Et au-delà du retour de la publicité au centre du jeu, une évolution fortement structurante est réalisée : la montée en puissance de la vidéo comme territoire commun dominant de l’ensemble de notre écosystème publicitaire.
Télévision linéaire, replay, plateformes SVOD, display classique, réseaux sociaux, écrans DOOH, télévision connectée : les points de contact vidéo se multiplient et occupent une place grandissante dans les stratégies des marques. En focus sur ce ‘Total Video’, les premiers enseignements de l’étude Videolistic de Kantar Media montrent que la vidéo représente déjà 42 % du marché publicitaire au premier semestre 2026 (hors SVOD qui sera intégrée sur la fin 2026), et qu’un annonceur sur deux active au moins un levier vidéo dans ses campagnes.
Cette convergence vidéo crée néanmoins un paradoxe. Alors que les stratégies médias deviennent de plus en plus intégrées, leur observation reste souvent fragmentée. Or, dans un univers où les campagnes se déploient simultanément sur plusieurs écrans et plusieurs environnements, une lecture partielle conduit inévitablement à une compréhension incomplète du marché.
L’objectif n’est pas seulement de savoir où les marques communiquent, mais de comprendre comment leurs dispositifs vidéo s’articulent entre eux, se renforcent et s’inscrivent dans une stratégie globale. Les investissements qui étaient autrefois analysés séparément doivent désormais être appréhendés dans une même logique transversale de la pression publicitaire auprès des audiences.
C’est pourquoi la mesure publicitaire évolue au même rythme que le marché. L’intégration des plateformes SVOD financées par la publicité, l’enrichissement des périmètres vidéo et le développement de l’approche Total Video répondent à une nécessité : restituer une vision cohérente d’un univers où les frontières entre télévision, streaming et digital deviennent de moins en moins pertinentes.

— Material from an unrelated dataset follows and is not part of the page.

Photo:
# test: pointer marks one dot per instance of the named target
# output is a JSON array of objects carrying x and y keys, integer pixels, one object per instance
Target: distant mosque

La fragmentation des plateformes médias et des audiences ne doit pas conduire à une fragmentation de nos mesures. Bien au contraire : plus les investissements se dispersent, plus les acteurs du marché ont besoin d’une lecture transversale, globale et indépendante pour comprendre les dynamiques à l’œuvre.
Car si la publicité est en train de devenir l’infrastructure économique commune de modèles autrefois opposés, la vidéo en est désormais le langage universel. Encore faut-il permettre de l’observer dans toute sa diversité.